The next question on the final examination was a follow-up:
A replication study of Gottman’s procedure by two psychology professors identified the best divorce predictors based on interviews with 204 couples and then applied these predictors to 204 different couples. They found that of the 167 couples that were still married, 123 had been predicted to be married and that of the 37 couples that were divorced 17 had been predicted to be divorced. Overall, what was the probability that a couple predicted to become divorced actually became divorced?
This seemed like a straightforward question that would not elicit a BS answer. Nonetheless, ChatGPT gave a 106-word explanation for its answer, 46%. The correct answer is 17/61 (28%)
For golfers who played the final two rounds of the 2015 and 2016 Masters golf tournament, the correlation between their 2015 and 2016 scores was 0.38. For the top 15 golfers, the correlation between their 2015 and 2016 scores was 0.04. This is an example of
a. the law of averages b. the law of large numbers c. the central limit theorem d. self-selection bias e. the paradox of luck and skill
This was an easy question that every student in my class answered correctly: the paradox of luck and skill. ChatGPT chose the law of large numbers, which is completely irrelevant, and gave a vacuous 298-word essay explaining its choice.
One final example, another straightforward question:
Explain why you either agree or disagree with this argument: “Don’t be discouraged if your job application is rejected. Ninety out of 100 job applications are rejected, so every rejection makes a future job offer more likely.”
Every student recognized this as the fallacious law of averages. Past failures do not make future successes more likely. We had talked in class about the fallacious law of averages in many different situations, including coin flips, card games, athletic performances, and cold calls. My hope was that the students would able to apply this principle to a new situation.
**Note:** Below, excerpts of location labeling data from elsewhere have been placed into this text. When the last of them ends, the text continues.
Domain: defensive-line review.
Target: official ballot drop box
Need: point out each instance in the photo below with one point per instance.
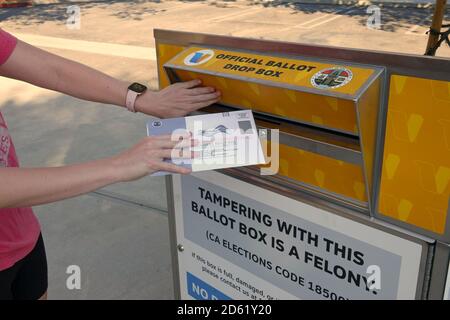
(358, 207)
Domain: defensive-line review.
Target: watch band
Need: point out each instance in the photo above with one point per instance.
(131, 100)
They did so easily.
ChatGPT, in contrast, did what it does best—providing a tedious 248-word essay that danced around the question and concluded with this gem: “In summary, while job rejection is a common experience and should not be taken personally, it is important to learn from each rejection and improve your skills to increase your chances of securing a job in the future.”
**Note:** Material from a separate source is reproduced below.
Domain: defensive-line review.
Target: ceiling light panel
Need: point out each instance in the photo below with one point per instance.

ChatGPT is a prolific spouter of long-winded BS. The BS is articulate and expressed authoritatively but it is still BS, often supported by bogus references. The fundamental problem remains that, not knowing what words mean, it has no critical thinking abilities. This problem won’t be solved by training on larger databases or by being tweaked more vigorously by humans.
I still believe that the best response by educators is to teach and test critical thinking skills. These are what students need and they can’t be reliably faked by LLMs.